Bangladesh factories set for more female supervisors
After a successful pilot, the Gender Equality and Returns (GEAR) initiative will be scaled up to train 700 female operators and their managers in 70 factories. GEAR trained 144 female workers in the pilot phase; 58 of whom are now in supervisory roles with a 39 percent increase in salary.
March 13, 2019
Dhaka –To mark 2019 International Women’s Day, the International Labour Organisation (ILO) and the International Finance Corporation (IFC) launched an innovative training scheme to get more women in supervisory roles in Bangladesh’s garment sector.
The second phase of the GEAR initiative was launched at a high-level International Women’s Day reception, hosted by the High Commission of Canada at the Residence of the H.E High Commissioner of Canada on Monday, 4 March 2019.
GEAR is a special initiative of Better Work Bangladesh – jointly implemented by IFC and the ILO. Rolled out in 2016, the programme has made significant strides in advancing women’s economic potential and improving access to better jobs and opportunities for women.
This year’s International Women’s Day theme is ‘Think Equal, Build Smart, Innovate for Change’. GEAR powerfully reflects this theme by openly addressing workplace gender imbalance via its innovative, empowering and inclusive programme.
“I would slowly but surely like to rise from my current position as a supervisor to a line-chief, then an Assistant Production Manager and finally become a Production Manager,” said Popy Aktar, a GEAR-trained supervisor.
To date, GEAR has trained 144 female workers; 58 of whom are now in supervisory roles. Impact assessment shows that lines led by GEAR-trained females experienced an average increase of 5 percent in efficiency. The GEAR-promoted female supervisors also saw – on average – a 39 percent increase in salary. After a successful pilot, Better Work is scaling up GEAR to train 700 female operators and their managers in 70 factories to promote career-progression opportunities for women in the RMG sector.

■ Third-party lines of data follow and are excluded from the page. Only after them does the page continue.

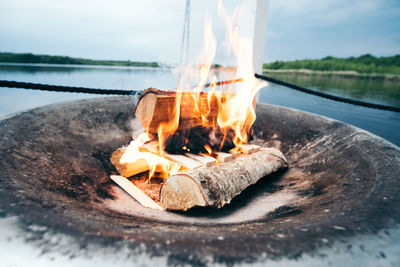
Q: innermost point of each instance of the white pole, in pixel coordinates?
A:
(259, 35)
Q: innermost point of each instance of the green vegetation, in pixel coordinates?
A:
(364, 64)
(31, 58)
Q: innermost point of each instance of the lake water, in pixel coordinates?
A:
(383, 123)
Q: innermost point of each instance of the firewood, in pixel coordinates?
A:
(138, 194)
(155, 107)
(128, 169)
(219, 184)
(223, 157)
(205, 160)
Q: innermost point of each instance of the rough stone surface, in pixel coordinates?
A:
(54, 175)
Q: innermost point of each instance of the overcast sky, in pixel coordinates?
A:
(151, 30)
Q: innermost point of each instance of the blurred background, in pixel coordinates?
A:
(344, 48)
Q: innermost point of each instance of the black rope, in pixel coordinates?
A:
(70, 89)
(328, 96)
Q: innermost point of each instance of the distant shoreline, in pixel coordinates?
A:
(29, 58)
(343, 73)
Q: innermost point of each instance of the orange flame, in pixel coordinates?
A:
(234, 102)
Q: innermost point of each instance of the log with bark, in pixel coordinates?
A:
(205, 186)
(219, 184)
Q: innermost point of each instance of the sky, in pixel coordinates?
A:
(151, 30)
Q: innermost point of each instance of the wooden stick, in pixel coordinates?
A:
(128, 169)
(156, 107)
(184, 161)
(248, 148)
(217, 185)
(223, 157)
(205, 160)
(135, 192)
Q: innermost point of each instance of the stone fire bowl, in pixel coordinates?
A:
(339, 198)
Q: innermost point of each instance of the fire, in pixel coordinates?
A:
(149, 160)
(234, 102)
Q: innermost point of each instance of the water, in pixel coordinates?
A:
(369, 89)
(383, 123)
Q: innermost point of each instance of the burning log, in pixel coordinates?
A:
(219, 184)
(196, 123)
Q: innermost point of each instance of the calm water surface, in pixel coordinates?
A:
(383, 123)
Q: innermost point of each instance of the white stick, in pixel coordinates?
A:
(249, 148)
(135, 192)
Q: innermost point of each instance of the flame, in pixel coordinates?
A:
(155, 163)
(234, 101)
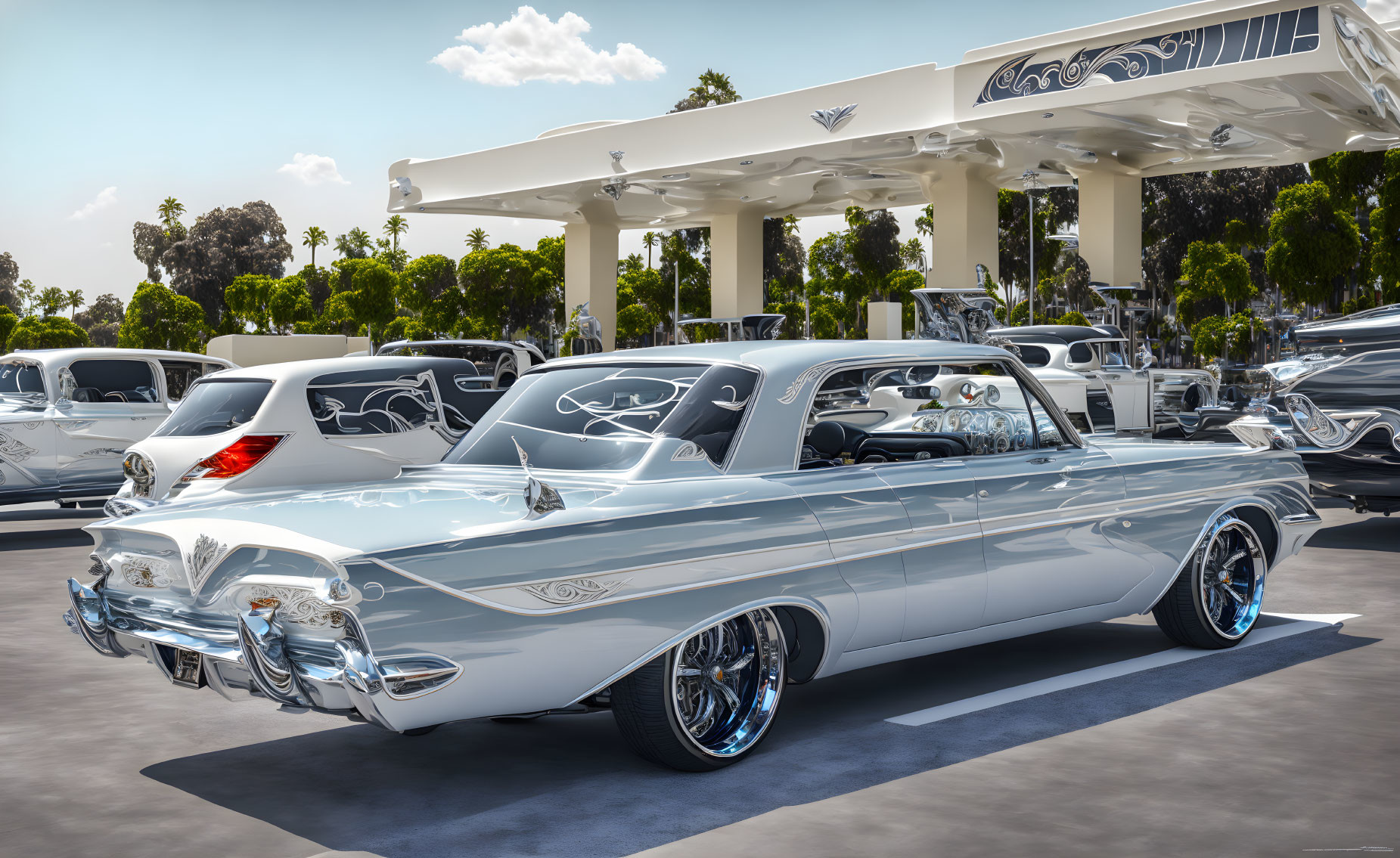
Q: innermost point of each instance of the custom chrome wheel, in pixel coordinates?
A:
(727, 682)
(1217, 598)
(709, 700)
(1232, 578)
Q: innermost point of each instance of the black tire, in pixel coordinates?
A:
(1184, 612)
(647, 711)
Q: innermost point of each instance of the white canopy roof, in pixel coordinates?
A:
(1207, 85)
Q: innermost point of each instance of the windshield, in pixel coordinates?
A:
(604, 417)
(215, 406)
(21, 379)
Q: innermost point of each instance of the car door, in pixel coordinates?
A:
(105, 406)
(867, 528)
(1043, 513)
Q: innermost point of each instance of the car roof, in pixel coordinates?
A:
(794, 356)
(62, 356)
(309, 370)
(1061, 333)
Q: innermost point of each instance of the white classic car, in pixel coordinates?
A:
(69, 414)
(304, 423)
(672, 534)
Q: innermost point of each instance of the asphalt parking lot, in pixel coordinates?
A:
(1273, 749)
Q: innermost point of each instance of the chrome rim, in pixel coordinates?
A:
(727, 680)
(1231, 583)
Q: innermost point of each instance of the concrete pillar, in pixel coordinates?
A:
(591, 273)
(737, 264)
(1110, 227)
(965, 226)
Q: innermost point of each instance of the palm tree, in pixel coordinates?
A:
(394, 227)
(312, 238)
(169, 210)
(650, 240)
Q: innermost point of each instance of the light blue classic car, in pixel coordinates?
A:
(676, 534)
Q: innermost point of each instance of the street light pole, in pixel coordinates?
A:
(1031, 181)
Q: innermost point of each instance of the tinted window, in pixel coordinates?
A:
(374, 402)
(21, 378)
(604, 417)
(113, 381)
(1033, 356)
(179, 376)
(216, 406)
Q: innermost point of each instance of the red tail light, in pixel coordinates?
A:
(235, 458)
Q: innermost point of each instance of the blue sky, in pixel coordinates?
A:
(207, 101)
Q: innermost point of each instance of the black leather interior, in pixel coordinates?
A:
(902, 447)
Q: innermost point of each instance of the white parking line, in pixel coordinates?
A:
(1301, 623)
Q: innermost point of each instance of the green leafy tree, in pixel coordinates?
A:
(1212, 272)
(314, 237)
(52, 300)
(54, 332)
(159, 318)
(289, 302)
(635, 322)
(1312, 244)
(8, 322)
(247, 299)
(103, 320)
(1212, 335)
(1385, 230)
(712, 88)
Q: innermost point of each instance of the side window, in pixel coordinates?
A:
(179, 376)
(111, 381)
(1048, 434)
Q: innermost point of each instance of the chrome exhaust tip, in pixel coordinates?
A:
(87, 619)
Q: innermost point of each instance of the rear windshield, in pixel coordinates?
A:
(605, 416)
(215, 406)
(21, 378)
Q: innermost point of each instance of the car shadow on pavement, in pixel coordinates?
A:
(569, 785)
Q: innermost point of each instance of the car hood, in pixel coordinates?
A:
(424, 504)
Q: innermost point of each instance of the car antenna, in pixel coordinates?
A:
(539, 497)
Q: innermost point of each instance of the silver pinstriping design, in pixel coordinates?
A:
(147, 573)
(829, 118)
(576, 591)
(1278, 34)
(297, 605)
(202, 560)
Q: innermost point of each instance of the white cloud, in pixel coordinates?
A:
(531, 47)
(1383, 10)
(98, 203)
(312, 169)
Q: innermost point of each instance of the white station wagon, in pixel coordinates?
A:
(69, 414)
(304, 423)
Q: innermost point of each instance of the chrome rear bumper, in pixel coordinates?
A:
(259, 660)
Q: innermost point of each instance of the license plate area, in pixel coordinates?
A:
(184, 668)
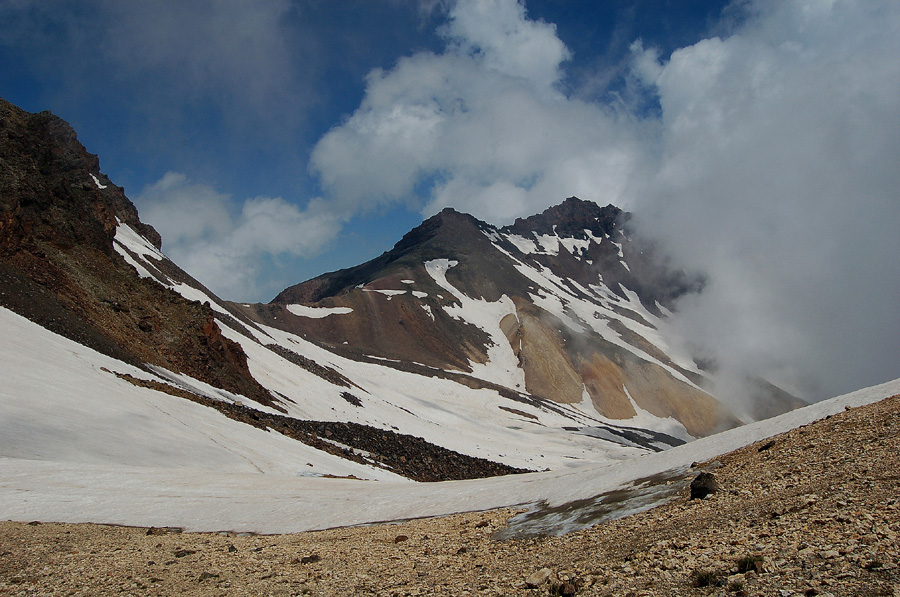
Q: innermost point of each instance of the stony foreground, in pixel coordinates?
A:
(815, 511)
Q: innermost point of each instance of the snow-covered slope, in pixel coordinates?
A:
(202, 498)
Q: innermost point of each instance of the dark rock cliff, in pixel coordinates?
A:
(58, 267)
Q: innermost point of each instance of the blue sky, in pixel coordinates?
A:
(235, 96)
(272, 141)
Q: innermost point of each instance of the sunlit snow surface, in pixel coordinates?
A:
(77, 443)
(72, 453)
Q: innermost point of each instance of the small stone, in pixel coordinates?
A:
(703, 485)
(184, 552)
(536, 579)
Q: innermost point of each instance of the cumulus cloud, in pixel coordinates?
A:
(770, 165)
(222, 243)
(481, 126)
(778, 177)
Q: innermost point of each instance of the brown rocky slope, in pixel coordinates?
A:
(58, 267)
(815, 511)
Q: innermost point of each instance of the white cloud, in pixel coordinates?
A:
(772, 165)
(779, 178)
(481, 127)
(222, 244)
(500, 36)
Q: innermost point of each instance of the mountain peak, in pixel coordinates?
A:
(570, 218)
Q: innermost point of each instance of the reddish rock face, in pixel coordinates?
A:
(401, 312)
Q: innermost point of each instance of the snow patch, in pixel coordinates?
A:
(502, 366)
(317, 312)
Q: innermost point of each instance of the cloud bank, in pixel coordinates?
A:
(223, 243)
(770, 164)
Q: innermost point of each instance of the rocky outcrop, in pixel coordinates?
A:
(58, 267)
(394, 308)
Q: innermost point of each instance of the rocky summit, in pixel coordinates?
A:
(469, 349)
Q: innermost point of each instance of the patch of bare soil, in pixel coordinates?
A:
(815, 511)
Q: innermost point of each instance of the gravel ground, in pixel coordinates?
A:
(815, 511)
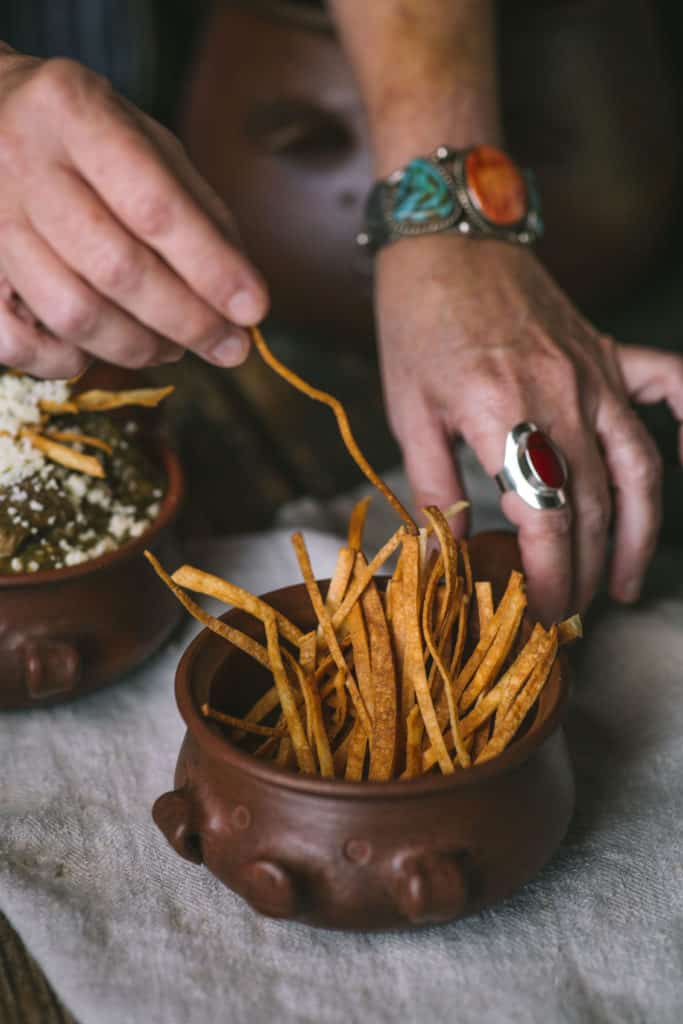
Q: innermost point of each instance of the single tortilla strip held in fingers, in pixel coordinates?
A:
(385, 710)
(414, 657)
(356, 523)
(484, 596)
(359, 582)
(342, 421)
(358, 741)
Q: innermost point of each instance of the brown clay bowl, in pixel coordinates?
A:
(361, 855)
(67, 632)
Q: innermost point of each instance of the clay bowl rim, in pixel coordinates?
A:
(169, 508)
(209, 738)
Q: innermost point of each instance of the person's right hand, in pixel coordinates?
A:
(109, 236)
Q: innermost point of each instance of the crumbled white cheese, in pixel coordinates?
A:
(20, 397)
(77, 484)
(18, 460)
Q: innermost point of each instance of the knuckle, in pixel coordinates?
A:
(137, 352)
(594, 514)
(200, 334)
(645, 469)
(13, 162)
(77, 317)
(551, 525)
(152, 214)
(120, 270)
(63, 83)
(15, 349)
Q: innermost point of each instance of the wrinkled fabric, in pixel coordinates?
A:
(128, 932)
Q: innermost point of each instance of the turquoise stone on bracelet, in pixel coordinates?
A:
(422, 195)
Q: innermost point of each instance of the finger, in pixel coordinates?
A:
(591, 503)
(652, 376)
(124, 168)
(545, 537)
(80, 229)
(430, 466)
(546, 550)
(635, 468)
(26, 347)
(71, 309)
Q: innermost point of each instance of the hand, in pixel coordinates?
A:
(474, 338)
(114, 243)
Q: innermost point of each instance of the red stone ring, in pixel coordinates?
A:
(534, 468)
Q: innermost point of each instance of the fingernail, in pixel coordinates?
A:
(245, 307)
(230, 351)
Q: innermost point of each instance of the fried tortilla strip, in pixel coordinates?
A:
(72, 436)
(342, 421)
(307, 660)
(359, 643)
(414, 733)
(498, 652)
(397, 631)
(484, 596)
(258, 712)
(385, 711)
(480, 738)
(313, 707)
(359, 582)
(447, 560)
(266, 749)
(236, 637)
(103, 401)
(65, 456)
(286, 757)
(356, 523)
(337, 589)
(213, 586)
(414, 663)
(341, 754)
(328, 629)
(468, 567)
(507, 687)
(304, 755)
(507, 728)
(512, 681)
(241, 723)
(476, 657)
(569, 630)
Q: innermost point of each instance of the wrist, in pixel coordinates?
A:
(414, 126)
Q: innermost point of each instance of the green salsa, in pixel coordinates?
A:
(57, 517)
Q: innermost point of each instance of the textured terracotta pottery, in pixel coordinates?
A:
(364, 855)
(67, 632)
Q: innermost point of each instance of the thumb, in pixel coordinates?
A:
(431, 467)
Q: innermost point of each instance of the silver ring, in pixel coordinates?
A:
(534, 468)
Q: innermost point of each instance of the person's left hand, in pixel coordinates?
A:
(474, 338)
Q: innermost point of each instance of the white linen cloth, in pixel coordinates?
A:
(128, 933)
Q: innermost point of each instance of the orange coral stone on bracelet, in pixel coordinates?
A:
(496, 184)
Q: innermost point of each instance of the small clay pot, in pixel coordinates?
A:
(360, 855)
(67, 632)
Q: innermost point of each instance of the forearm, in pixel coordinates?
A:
(426, 71)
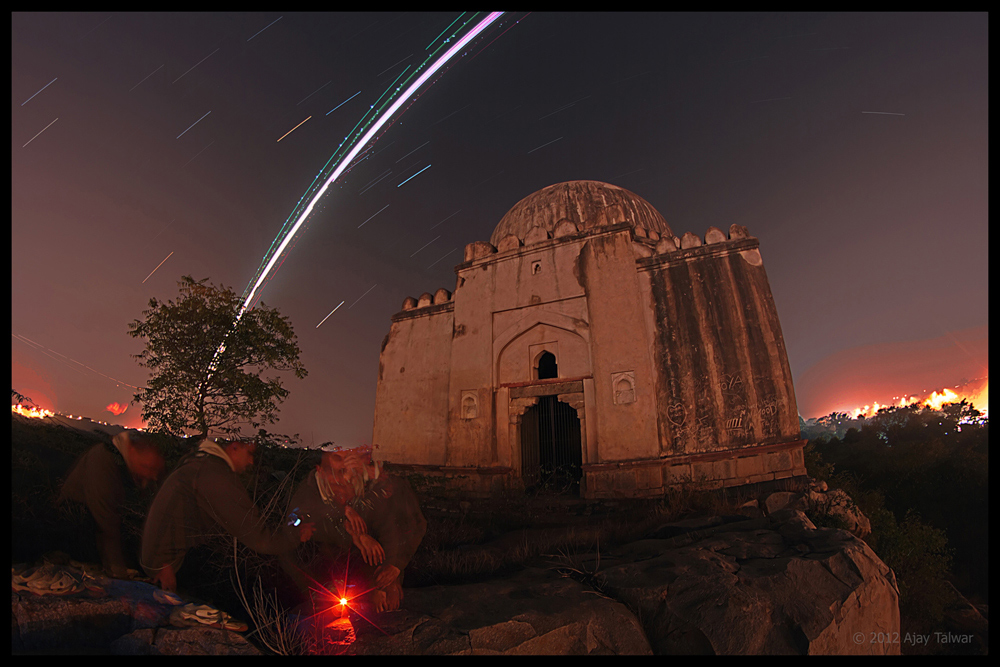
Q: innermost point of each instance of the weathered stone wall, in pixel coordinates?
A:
(723, 380)
(620, 349)
(411, 398)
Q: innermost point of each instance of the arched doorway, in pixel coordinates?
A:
(546, 368)
(551, 453)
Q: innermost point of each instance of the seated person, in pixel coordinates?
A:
(354, 503)
(98, 482)
(202, 496)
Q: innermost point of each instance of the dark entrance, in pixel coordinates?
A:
(550, 447)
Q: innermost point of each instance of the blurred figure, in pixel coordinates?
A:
(202, 496)
(98, 481)
(354, 504)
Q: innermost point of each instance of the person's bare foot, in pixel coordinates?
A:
(379, 600)
(394, 595)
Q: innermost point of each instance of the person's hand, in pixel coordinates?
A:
(306, 531)
(353, 522)
(371, 551)
(166, 579)
(385, 575)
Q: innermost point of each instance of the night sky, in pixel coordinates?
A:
(854, 146)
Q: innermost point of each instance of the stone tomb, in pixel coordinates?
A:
(588, 348)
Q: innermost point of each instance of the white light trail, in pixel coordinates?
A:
(362, 296)
(39, 90)
(146, 77)
(331, 313)
(442, 257)
(196, 64)
(42, 130)
(157, 266)
(315, 91)
(403, 99)
(192, 125)
(376, 213)
(343, 103)
(415, 175)
(543, 146)
(427, 244)
(412, 152)
(345, 162)
(292, 130)
(266, 27)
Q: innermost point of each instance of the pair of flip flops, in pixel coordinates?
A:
(47, 579)
(202, 614)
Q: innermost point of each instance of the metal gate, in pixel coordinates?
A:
(550, 446)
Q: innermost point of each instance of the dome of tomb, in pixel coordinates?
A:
(588, 204)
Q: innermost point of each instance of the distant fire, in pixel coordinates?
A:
(976, 392)
(116, 408)
(35, 413)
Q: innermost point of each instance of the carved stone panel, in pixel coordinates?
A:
(623, 387)
(470, 404)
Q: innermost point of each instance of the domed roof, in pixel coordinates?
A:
(588, 204)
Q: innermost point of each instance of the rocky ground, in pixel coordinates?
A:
(767, 581)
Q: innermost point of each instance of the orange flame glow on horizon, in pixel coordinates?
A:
(975, 394)
(34, 413)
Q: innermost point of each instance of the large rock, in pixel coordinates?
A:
(534, 612)
(182, 641)
(784, 588)
(818, 500)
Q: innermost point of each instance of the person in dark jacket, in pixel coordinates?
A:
(202, 497)
(98, 482)
(354, 504)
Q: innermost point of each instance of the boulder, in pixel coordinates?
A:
(787, 588)
(750, 509)
(534, 612)
(817, 500)
(182, 641)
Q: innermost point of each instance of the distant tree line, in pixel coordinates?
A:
(922, 477)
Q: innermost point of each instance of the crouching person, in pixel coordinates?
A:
(355, 505)
(391, 512)
(201, 496)
(98, 482)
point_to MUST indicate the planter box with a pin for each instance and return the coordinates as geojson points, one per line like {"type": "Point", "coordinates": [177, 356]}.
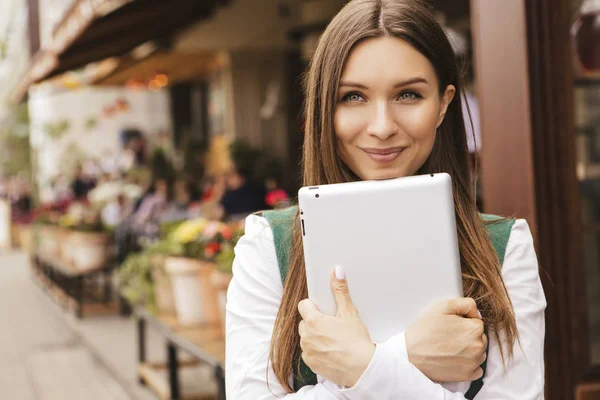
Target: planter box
{"type": "Point", "coordinates": [48, 241]}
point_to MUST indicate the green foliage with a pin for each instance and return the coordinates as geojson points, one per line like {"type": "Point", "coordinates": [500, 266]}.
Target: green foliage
{"type": "Point", "coordinates": [253, 163]}
{"type": "Point", "coordinates": [15, 149]}
{"type": "Point", "coordinates": [162, 167]}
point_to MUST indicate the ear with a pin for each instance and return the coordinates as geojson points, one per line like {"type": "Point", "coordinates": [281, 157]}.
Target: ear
{"type": "Point", "coordinates": [445, 102]}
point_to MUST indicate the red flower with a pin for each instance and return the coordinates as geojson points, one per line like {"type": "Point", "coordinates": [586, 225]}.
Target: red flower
{"type": "Point", "coordinates": [227, 233]}
{"type": "Point", "coordinates": [212, 249]}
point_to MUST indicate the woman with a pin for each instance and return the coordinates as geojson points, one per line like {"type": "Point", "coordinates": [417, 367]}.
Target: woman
{"type": "Point", "coordinates": [384, 101]}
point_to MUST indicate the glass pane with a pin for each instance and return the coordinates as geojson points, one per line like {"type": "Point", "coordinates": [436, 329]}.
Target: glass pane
{"type": "Point", "coordinates": [587, 103]}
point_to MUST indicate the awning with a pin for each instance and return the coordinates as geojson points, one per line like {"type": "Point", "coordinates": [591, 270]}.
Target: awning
{"type": "Point", "coordinates": [180, 67]}
{"type": "Point", "coordinates": [94, 30]}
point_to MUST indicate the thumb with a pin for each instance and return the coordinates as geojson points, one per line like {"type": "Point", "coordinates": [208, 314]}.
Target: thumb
{"type": "Point", "coordinates": [339, 287]}
{"type": "Point", "coordinates": [465, 307]}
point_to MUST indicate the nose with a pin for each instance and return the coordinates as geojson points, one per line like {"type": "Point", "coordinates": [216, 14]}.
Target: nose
{"type": "Point", "coordinates": [383, 124]}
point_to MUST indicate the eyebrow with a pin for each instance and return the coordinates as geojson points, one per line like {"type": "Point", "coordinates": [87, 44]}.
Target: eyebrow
{"type": "Point", "coordinates": [397, 85]}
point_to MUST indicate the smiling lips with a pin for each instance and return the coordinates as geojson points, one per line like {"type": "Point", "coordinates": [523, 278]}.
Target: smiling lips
{"type": "Point", "coordinates": [383, 155]}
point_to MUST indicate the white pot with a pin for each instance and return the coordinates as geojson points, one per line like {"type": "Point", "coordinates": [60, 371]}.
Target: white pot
{"type": "Point", "coordinates": [49, 245]}
{"type": "Point", "coordinates": [163, 291]}
{"type": "Point", "coordinates": [89, 250]}
{"type": "Point", "coordinates": [195, 300]}
{"type": "Point", "coordinates": [65, 248]}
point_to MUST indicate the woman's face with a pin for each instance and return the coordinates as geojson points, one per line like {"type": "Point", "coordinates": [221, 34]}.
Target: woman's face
{"type": "Point", "coordinates": [388, 109]}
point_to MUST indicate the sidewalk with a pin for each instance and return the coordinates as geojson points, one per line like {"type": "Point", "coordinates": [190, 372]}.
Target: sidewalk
{"type": "Point", "coordinates": [41, 358]}
{"type": "Point", "coordinates": [102, 348]}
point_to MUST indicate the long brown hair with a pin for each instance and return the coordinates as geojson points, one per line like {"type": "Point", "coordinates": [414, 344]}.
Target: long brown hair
{"type": "Point", "coordinates": [414, 22]}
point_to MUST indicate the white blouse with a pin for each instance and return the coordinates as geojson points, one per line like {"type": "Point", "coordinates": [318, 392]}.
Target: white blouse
{"type": "Point", "coordinates": [255, 294]}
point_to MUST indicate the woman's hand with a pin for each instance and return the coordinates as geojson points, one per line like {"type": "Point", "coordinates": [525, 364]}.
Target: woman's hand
{"type": "Point", "coordinates": [338, 348]}
{"type": "Point", "coordinates": [447, 342]}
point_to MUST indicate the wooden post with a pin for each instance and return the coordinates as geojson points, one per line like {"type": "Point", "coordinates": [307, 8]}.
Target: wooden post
{"type": "Point", "coordinates": [524, 76]}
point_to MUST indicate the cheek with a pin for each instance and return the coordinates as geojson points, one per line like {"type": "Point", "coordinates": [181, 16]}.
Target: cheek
{"type": "Point", "coordinates": [420, 122]}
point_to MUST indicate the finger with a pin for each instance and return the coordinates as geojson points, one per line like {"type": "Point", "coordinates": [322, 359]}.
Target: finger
{"type": "Point", "coordinates": [302, 328]}
{"type": "Point", "coordinates": [339, 286]}
{"type": "Point", "coordinates": [482, 358]}
{"type": "Point", "coordinates": [464, 306]}
{"type": "Point", "coordinates": [308, 310]}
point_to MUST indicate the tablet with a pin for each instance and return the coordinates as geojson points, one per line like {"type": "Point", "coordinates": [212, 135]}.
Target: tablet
{"type": "Point", "coordinates": [396, 240]}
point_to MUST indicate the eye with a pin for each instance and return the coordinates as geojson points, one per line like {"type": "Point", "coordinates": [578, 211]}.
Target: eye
{"type": "Point", "coordinates": [409, 96]}
{"type": "Point", "coordinates": [353, 97]}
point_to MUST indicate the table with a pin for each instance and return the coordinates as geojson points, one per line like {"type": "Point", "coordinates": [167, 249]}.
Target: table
{"type": "Point", "coordinates": [205, 344]}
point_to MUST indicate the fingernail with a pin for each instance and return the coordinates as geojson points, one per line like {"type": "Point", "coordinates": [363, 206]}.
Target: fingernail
{"type": "Point", "coordinates": [339, 273]}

Diplomats and representatives from UN agencies, development partners, donors, government bodies, civil society, the private sector, employers’ organisations and unions attended the launch event.
“Canada is advancing gender equality worldwide through Canada’s Feminist International Assistance Policy. It is not just about hiring or buying from women. It’s about recognising talent, capabilities, and value that is too often disregarded due to gender bias,” said H.E Benoit Préfontaine, High Commissioner of Canada
In ways that are both subtle and obvious, women also face discrimination and harassment on a daily basis. They often work at the lowest rung of the jobs ladder with little room for growth or up scaling of skills.
Despite 80 percent of line-operators in the sewing sections of the garment sector being women,19 out of 20 line-supervisors are male. This means 90 percent of the managerial talent in factories comes from just 20 percent of the workforce.
Mr Tuomo Poutiainen, Country Director, ILO Bangladesh, said: “Gender equality and gender empowerment was one of the core founding principles of the ILO in 1919. 100 years on and this is still central to our work. But much more needs to be done in advancing gender diversity – not just in the RMG sector but in every sector.”
Ms. Nuzhat Anwar, Acting Country Manager, IFC, said, “Increasing efficiency and broad-based employment is a key part of competitiveness for the RMG sector. There is a strong business case to having more females in leadership positions. Through the GEAR program, we hope to actively work on increasing career-progression opportunities and promotion of women and addressing the gender imbalances in leadership roles in the garment sector.”